I understand what you are saying, but I drive a lifted Jeep Wrangler kept open. I'm really over sports cars, sport bikes and "pretty skiffs". I'm mainly looking for function.


----------



## iFly (Mar 9, 2010)

> ...Hells Bay, Egret and others are really nothing more then a status symbol much like a Mercedes or a Porsche!


What a silly statement.


----------



## Guest (Mar 4, 2011)

> > ...Hells Bay, Egret and others are really nothing more then a status symbol much like a Mercedes or a Porsche!
> 
> 
> What a silly statement.



Explain


----------



## iFly (Mar 9, 2010)

> > > ...Hells Bay, Egret and others are really *nothing more then* a status symbol much like a Mercedes or a Porsche!
> >
> >
> > What a silly statement.
> ...


Your statement was "nothing more than" silly. You want the definition of "silly"? :-?


----------



## Guest (Mar 4, 2011)

> > > > ...Hells Bay, Egret and others are really *nothing more then* a status symbol much like a Mercedes or a Porsche!
> > >
> > >
> > > What a silly statement.
> ...



What is silly about that statement?


----------



## rashouri87 (Jul 2, 2009)

i think the direction this discussion is going should be taken to a new thread instead of jacking the man's sweet new ankona thread. congrats on the upcoming new skiff, I'm sure its gonna be sweet.

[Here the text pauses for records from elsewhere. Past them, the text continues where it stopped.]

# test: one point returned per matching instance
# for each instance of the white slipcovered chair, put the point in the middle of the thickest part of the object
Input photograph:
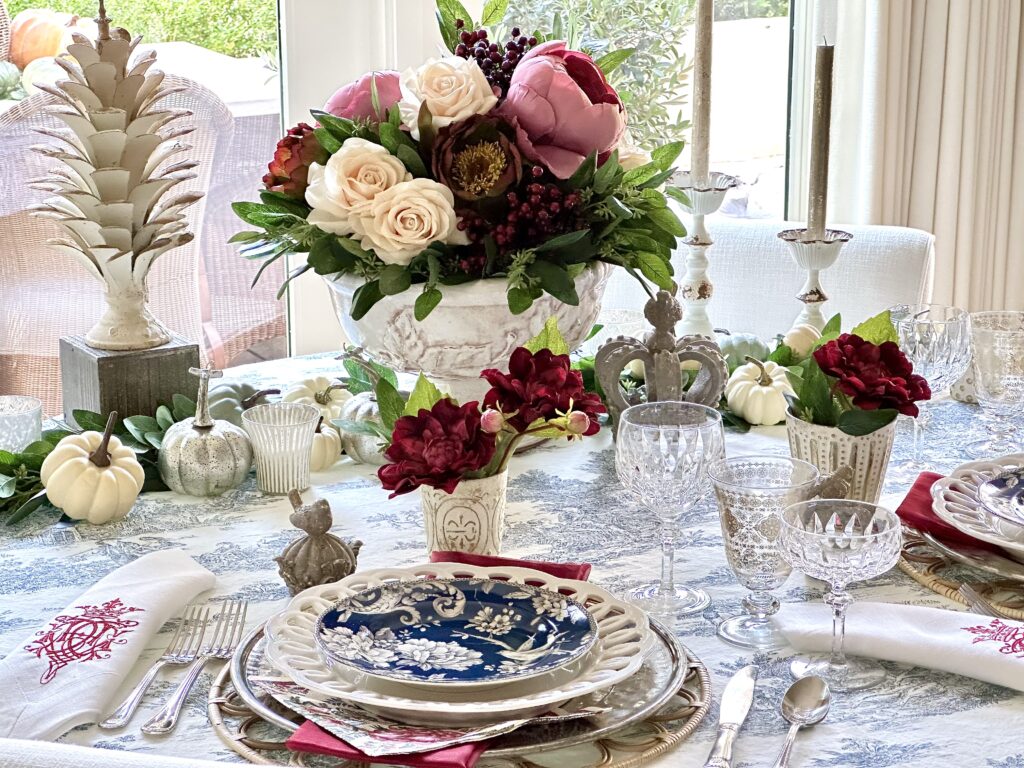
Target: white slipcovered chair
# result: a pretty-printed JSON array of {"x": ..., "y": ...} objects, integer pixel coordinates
[
  {"x": 43, "y": 294},
  {"x": 756, "y": 279}
]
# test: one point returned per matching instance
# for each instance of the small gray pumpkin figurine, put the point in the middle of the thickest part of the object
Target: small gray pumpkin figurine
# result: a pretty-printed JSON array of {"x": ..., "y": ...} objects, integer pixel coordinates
[
  {"x": 318, "y": 557},
  {"x": 201, "y": 456}
]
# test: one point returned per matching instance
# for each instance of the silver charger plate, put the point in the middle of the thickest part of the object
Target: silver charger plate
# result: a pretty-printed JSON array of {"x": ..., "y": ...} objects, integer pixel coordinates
[
  {"x": 657, "y": 681},
  {"x": 979, "y": 559}
]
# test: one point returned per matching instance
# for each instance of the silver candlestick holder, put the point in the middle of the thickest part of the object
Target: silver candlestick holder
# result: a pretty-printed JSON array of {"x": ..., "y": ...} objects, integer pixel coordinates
[
  {"x": 696, "y": 288},
  {"x": 814, "y": 255}
]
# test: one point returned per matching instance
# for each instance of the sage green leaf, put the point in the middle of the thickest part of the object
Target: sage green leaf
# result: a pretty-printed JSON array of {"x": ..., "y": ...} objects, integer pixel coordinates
[
  {"x": 423, "y": 396},
  {"x": 426, "y": 302},
  {"x": 858, "y": 422},
  {"x": 391, "y": 403}
]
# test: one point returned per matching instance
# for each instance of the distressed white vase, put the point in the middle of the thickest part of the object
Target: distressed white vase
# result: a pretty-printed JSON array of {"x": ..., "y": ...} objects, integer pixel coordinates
[
  {"x": 471, "y": 330},
  {"x": 829, "y": 450},
  {"x": 469, "y": 519}
]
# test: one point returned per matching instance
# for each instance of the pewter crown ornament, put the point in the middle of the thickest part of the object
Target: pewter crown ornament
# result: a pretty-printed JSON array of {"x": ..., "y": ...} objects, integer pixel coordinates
[{"x": 662, "y": 352}]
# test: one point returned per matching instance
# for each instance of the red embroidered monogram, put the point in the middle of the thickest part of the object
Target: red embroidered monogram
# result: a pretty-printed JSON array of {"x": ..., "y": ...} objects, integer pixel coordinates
[
  {"x": 996, "y": 632},
  {"x": 84, "y": 637}
]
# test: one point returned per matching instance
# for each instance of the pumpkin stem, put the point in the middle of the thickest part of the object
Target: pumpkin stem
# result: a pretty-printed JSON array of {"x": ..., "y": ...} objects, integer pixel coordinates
[
  {"x": 324, "y": 397},
  {"x": 764, "y": 379},
  {"x": 101, "y": 457},
  {"x": 255, "y": 397}
]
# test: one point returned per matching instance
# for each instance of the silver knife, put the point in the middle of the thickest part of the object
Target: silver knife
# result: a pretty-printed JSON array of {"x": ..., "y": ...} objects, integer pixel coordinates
[{"x": 735, "y": 704}]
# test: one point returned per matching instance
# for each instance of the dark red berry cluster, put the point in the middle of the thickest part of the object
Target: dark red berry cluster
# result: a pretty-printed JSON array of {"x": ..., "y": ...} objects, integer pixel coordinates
[
  {"x": 498, "y": 62},
  {"x": 536, "y": 212}
]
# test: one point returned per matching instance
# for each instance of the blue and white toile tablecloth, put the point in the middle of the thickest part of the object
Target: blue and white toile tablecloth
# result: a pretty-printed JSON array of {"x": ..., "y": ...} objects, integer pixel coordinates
[{"x": 564, "y": 504}]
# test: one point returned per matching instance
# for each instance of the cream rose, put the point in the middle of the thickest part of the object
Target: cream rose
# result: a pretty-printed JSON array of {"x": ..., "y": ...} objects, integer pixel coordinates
[
  {"x": 342, "y": 192},
  {"x": 453, "y": 88},
  {"x": 410, "y": 216}
]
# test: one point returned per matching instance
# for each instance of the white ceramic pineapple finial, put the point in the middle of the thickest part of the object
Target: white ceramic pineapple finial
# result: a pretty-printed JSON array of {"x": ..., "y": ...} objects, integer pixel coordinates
[{"x": 113, "y": 189}]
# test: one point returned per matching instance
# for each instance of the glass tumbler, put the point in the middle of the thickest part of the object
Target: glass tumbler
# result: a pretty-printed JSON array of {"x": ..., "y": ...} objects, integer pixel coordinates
[
  {"x": 662, "y": 455},
  {"x": 20, "y": 422},
  {"x": 753, "y": 492},
  {"x": 998, "y": 379},
  {"x": 282, "y": 435},
  {"x": 840, "y": 542}
]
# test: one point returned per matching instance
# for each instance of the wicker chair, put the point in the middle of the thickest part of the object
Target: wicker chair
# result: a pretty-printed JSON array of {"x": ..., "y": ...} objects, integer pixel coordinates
[{"x": 44, "y": 295}]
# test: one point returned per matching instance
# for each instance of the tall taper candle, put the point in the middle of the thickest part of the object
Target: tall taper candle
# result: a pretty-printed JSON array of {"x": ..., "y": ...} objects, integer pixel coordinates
[
  {"x": 701, "y": 95},
  {"x": 820, "y": 125}
]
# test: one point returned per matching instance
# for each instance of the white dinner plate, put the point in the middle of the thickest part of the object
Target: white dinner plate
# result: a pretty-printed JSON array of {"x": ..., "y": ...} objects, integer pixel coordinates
[{"x": 624, "y": 638}]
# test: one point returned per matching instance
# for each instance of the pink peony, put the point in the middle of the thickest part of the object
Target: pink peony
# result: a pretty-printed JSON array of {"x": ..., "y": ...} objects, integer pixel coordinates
[
  {"x": 565, "y": 108},
  {"x": 355, "y": 99}
]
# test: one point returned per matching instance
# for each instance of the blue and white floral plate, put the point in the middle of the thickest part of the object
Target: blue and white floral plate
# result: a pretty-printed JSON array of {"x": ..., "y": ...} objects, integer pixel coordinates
[
  {"x": 1004, "y": 495},
  {"x": 624, "y": 637},
  {"x": 456, "y": 633}
]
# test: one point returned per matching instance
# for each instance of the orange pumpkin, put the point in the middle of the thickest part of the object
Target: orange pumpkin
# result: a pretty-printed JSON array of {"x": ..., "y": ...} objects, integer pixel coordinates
[{"x": 36, "y": 33}]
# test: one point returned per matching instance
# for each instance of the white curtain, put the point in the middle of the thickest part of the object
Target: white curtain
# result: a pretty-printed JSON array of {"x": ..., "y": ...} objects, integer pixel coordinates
[{"x": 928, "y": 131}]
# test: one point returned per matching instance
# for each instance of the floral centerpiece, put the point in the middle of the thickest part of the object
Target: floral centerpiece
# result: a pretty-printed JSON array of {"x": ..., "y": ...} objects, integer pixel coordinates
[
  {"x": 458, "y": 455},
  {"x": 499, "y": 172},
  {"x": 848, "y": 393}
]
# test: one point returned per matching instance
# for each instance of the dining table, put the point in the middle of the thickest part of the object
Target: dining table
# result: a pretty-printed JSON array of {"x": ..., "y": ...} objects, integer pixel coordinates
[{"x": 564, "y": 504}]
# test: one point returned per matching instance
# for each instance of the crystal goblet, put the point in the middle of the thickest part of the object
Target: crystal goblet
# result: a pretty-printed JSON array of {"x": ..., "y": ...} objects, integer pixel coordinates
[
  {"x": 753, "y": 492},
  {"x": 840, "y": 542},
  {"x": 937, "y": 341},
  {"x": 663, "y": 451},
  {"x": 998, "y": 376}
]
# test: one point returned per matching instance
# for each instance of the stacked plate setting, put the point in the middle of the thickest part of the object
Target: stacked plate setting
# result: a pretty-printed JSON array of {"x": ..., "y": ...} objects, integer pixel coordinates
[
  {"x": 448, "y": 644},
  {"x": 984, "y": 500}
]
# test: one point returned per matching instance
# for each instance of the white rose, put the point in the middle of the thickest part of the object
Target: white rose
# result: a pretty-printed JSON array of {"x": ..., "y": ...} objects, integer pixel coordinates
[
  {"x": 410, "y": 216},
  {"x": 342, "y": 192},
  {"x": 453, "y": 88}
]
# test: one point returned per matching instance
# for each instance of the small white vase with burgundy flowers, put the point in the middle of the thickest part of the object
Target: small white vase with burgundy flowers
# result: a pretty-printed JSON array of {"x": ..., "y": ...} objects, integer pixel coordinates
[{"x": 469, "y": 519}]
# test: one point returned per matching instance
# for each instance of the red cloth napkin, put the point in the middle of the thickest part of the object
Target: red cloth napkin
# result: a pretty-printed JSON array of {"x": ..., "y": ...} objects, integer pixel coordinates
[
  {"x": 577, "y": 570},
  {"x": 311, "y": 738},
  {"x": 915, "y": 511}
]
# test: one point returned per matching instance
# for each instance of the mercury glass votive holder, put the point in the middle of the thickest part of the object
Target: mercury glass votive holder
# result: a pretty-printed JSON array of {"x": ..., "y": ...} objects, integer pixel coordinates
[
  {"x": 282, "y": 435},
  {"x": 20, "y": 422}
]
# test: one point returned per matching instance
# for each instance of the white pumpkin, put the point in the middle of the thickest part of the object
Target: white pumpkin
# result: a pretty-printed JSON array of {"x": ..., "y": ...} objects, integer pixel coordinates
[
  {"x": 92, "y": 476},
  {"x": 322, "y": 393},
  {"x": 802, "y": 338},
  {"x": 757, "y": 392},
  {"x": 326, "y": 450}
]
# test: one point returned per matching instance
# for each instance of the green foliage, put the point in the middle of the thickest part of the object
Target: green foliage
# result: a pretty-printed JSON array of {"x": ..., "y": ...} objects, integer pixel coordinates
[
  {"x": 653, "y": 82},
  {"x": 237, "y": 28}
]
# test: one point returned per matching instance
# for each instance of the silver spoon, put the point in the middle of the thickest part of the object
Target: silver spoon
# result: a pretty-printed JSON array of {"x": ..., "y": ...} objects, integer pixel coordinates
[{"x": 806, "y": 704}]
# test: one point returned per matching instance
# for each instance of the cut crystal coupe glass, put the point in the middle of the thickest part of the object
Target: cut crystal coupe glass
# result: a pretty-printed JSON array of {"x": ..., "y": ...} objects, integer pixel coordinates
[
  {"x": 753, "y": 492},
  {"x": 937, "y": 341},
  {"x": 840, "y": 542},
  {"x": 998, "y": 379},
  {"x": 663, "y": 451}
]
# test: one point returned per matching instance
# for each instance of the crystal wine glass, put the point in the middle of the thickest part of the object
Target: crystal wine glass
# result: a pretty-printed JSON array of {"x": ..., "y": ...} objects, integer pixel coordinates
[
  {"x": 840, "y": 542},
  {"x": 753, "y": 492},
  {"x": 998, "y": 378},
  {"x": 663, "y": 451},
  {"x": 937, "y": 341}
]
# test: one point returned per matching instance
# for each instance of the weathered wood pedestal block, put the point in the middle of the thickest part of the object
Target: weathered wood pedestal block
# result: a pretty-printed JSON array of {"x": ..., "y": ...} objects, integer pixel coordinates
[{"x": 130, "y": 383}]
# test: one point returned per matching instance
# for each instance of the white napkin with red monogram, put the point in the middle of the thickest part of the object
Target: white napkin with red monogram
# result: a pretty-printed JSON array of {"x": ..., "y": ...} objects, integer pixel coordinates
[
  {"x": 68, "y": 672},
  {"x": 976, "y": 646}
]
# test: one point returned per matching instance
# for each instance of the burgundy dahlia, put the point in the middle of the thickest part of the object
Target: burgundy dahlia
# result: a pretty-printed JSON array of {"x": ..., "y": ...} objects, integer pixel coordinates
[
  {"x": 477, "y": 158},
  {"x": 436, "y": 448},
  {"x": 540, "y": 386},
  {"x": 289, "y": 170},
  {"x": 873, "y": 376}
]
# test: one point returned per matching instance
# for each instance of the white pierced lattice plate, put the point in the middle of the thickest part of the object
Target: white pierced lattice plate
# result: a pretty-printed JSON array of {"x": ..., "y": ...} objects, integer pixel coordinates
[
  {"x": 624, "y": 638},
  {"x": 954, "y": 500}
]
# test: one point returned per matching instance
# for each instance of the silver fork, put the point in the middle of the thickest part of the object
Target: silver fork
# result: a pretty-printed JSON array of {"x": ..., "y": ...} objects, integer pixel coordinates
[
  {"x": 978, "y": 603},
  {"x": 182, "y": 649},
  {"x": 226, "y": 634}
]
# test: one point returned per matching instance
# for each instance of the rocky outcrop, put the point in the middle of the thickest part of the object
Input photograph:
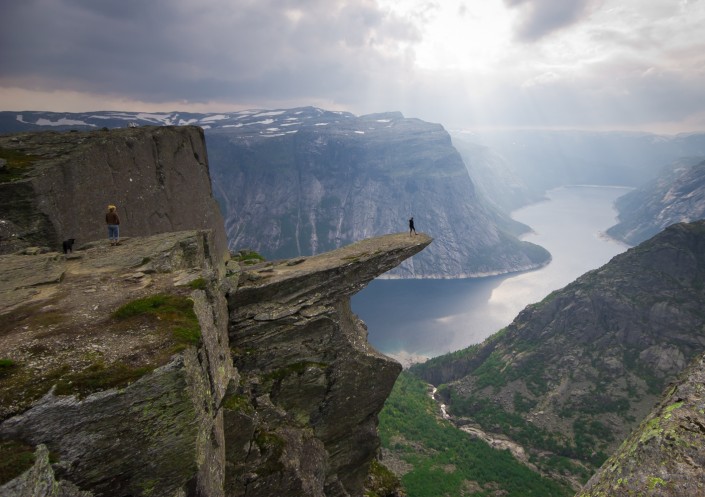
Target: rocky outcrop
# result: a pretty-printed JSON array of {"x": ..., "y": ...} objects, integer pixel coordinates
[
  {"x": 663, "y": 457},
  {"x": 304, "y": 181},
  {"x": 676, "y": 196},
  {"x": 57, "y": 186},
  {"x": 128, "y": 406},
  {"x": 573, "y": 374},
  {"x": 308, "y": 372},
  {"x": 140, "y": 405}
]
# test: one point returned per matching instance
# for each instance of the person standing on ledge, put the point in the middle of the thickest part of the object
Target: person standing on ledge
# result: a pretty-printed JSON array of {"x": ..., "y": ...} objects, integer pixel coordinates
[{"x": 113, "y": 222}]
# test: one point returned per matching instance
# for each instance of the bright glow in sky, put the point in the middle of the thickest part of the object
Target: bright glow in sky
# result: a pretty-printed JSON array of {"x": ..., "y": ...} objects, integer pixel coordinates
[{"x": 597, "y": 64}]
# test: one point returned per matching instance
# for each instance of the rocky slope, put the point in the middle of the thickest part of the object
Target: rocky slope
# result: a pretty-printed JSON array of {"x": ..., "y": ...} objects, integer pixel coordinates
[
  {"x": 572, "y": 375},
  {"x": 276, "y": 393},
  {"x": 160, "y": 368},
  {"x": 310, "y": 182},
  {"x": 304, "y": 181},
  {"x": 663, "y": 457},
  {"x": 676, "y": 196},
  {"x": 56, "y": 186},
  {"x": 545, "y": 159}
]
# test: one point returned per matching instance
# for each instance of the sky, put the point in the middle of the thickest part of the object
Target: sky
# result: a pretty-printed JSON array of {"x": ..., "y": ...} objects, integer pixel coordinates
[{"x": 471, "y": 64}]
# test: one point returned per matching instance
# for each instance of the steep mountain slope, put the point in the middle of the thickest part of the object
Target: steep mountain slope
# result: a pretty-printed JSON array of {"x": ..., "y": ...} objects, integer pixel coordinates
[
  {"x": 329, "y": 179},
  {"x": 572, "y": 375},
  {"x": 677, "y": 195},
  {"x": 545, "y": 159},
  {"x": 56, "y": 186},
  {"x": 664, "y": 456},
  {"x": 303, "y": 181}
]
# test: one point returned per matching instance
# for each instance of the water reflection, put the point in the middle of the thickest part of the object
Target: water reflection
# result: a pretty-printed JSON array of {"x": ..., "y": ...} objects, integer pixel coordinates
[{"x": 412, "y": 318}]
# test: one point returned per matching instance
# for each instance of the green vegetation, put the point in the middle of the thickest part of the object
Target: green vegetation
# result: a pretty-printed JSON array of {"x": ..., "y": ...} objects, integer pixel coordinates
[
  {"x": 15, "y": 459},
  {"x": 247, "y": 257},
  {"x": 99, "y": 377},
  {"x": 198, "y": 284},
  {"x": 494, "y": 418},
  {"x": 6, "y": 367},
  {"x": 381, "y": 482},
  {"x": 173, "y": 310},
  {"x": 446, "y": 460},
  {"x": 295, "y": 368},
  {"x": 18, "y": 163}
]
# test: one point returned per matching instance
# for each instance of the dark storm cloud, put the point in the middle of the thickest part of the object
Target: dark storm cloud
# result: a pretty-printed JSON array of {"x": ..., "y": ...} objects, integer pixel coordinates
[
  {"x": 168, "y": 50},
  {"x": 539, "y": 18}
]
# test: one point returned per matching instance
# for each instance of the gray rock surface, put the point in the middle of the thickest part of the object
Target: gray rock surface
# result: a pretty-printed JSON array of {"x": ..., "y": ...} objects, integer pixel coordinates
[
  {"x": 297, "y": 416},
  {"x": 676, "y": 196},
  {"x": 574, "y": 374},
  {"x": 308, "y": 370},
  {"x": 57, "y": 186},
  {"x": 306, "y": 181},
  {"x": 663, "y": 457}
]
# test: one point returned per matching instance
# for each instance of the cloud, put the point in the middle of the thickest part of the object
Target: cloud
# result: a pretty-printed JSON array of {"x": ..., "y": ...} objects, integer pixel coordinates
[
  {"x": 165, "y": 50},
  {"x": 606, "y": 63},
  {"x": 539, "y": 18}
]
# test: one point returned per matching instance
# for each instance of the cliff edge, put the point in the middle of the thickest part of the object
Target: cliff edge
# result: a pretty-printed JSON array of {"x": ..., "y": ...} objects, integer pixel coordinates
[
  {"x": 154, "y": 368},
  {"x": 663, "y": 457},
  {"x": 161, "y": 366},
  {"x": 56, "y": 186}
]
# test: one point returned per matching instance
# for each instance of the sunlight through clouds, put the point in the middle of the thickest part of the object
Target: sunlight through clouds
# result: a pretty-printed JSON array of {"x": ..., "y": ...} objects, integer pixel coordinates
[{"x": 588, "y": 64}]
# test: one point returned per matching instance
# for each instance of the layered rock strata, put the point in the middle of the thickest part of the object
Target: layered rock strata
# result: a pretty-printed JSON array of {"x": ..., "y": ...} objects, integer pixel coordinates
[
  {"x": 56, "y": 186},
  {"x": 311, "y": 384},
  {"x": 130, "y": 407},
  {"x": 663, "y": 457}
]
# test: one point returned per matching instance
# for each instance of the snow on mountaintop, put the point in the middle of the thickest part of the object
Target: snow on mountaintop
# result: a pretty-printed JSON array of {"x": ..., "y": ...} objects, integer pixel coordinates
[{"x": 253, "y": 122}]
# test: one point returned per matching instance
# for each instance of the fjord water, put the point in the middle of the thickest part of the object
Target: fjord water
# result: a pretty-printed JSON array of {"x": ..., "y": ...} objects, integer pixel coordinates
[{"x": 411, "y": 319}]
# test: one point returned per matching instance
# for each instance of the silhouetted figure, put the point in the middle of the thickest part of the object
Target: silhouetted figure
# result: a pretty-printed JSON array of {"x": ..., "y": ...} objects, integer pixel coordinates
[
  {"x": 67, "y": 245},
  {"x": 113, "y": 222}
]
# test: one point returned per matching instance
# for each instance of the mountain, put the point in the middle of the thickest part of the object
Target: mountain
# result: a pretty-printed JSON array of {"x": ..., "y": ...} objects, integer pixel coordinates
[
  {"x": 56, "y": 186},
  {"x": 162, "y": 366},
  {"x": 304, "y": 181},
  {"x": 677, "y": 195},
  {"x": 572, "y": 375},
  {"x": 311, "y": 180},
  {"x": 539, "y": 160},
  {"x": 663, "y": 456}
]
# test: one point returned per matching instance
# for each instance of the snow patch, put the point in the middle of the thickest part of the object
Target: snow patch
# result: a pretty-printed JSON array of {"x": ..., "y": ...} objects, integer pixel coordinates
[
  {"x": 217, "y": 117},
  {"x": 62, "y": 122}
]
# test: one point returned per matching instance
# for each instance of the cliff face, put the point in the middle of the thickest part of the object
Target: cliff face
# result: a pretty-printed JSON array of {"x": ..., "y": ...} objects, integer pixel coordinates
[
  {"x": 308, "y": 373},
  {"x": 573, "y": 374},
  {"x": 127, "y": 404},
  {"x": 56, "y": 186},
  {"x": 158, "y": 368},
  {"x": 307, "y": 181},
  {"x": 663, "y": 457},
  {"x": 676, "y": 196},
  {"x": 275, "y": 393},
  {"x": 304, "y": 181}
]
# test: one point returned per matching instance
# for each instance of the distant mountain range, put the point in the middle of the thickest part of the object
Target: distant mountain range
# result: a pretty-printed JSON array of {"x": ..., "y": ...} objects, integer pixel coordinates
[
  {"x": 304, "y": 181},
  {"x": 572, "y": 375}
]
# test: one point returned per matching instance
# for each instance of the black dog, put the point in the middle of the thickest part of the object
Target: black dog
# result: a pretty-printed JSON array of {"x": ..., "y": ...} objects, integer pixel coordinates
[{"x": 68, "y": 245}]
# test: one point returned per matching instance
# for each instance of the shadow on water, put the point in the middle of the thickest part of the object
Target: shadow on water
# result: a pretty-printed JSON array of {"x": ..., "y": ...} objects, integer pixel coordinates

as for the "pretty skiffs" idea...I wasn't saying that the techniques employed were for aesthetics but in actuality for functionality. I'm like you, I drive a suburban with 230,000 miles on it, its not pretty, but it gets the job done. With HB, some people have a lot more requirements for getting the job done, which HB skiffs offer solutions for these requirements. If I was a guide and my livelihood hinged on my poling efficiency or keeping my clients dry, I would be buying a skiff which met these requirements, not just sometimes, but every time. 

Ankona does something not a lot of other companies can claim to do, they meet a vast majority of requirements of the average, and maybe above average angler, for a near unbeatable cost. Further, they supplement this with the ability for you to customize and hone in the functions that you expect for your given set of requirements and criteria. To me, this is the ideal situation. 

To say that HB is "nothing more than" a status symbol is a gross misstatement. They don't build boats the way that they do so that they can "look pretty".

Again, congrats on the Ankona, you're gonna have a great time with it. I've been reading your posts for a while and clearly this ain't your first rodeo, You're gonna come out with a skiff designed to meet your requirements specifically at a price that leaves you with some cash in the wallet for some extras. Take it from me, watch for rain on the ride home anyone who gets too close to your tail on the drive home, flip em the bird and tell em to lay off.....


----------



## out-cast (Jan 27, 2009)

> I'm meeting Mel at Round Island on Saturday to test the skiff. Hope that the wind is still blowing! Also will be poling and other tests I need to do.


 [smiley=haggle.gif]


----------



## Guest (Mar 6, 2011)

I met Mel at a little after 9am. I poled it for just a few minutes(windy) and we ran it out in the channel. The skiff is a very nice size both hull length, width and cockpit.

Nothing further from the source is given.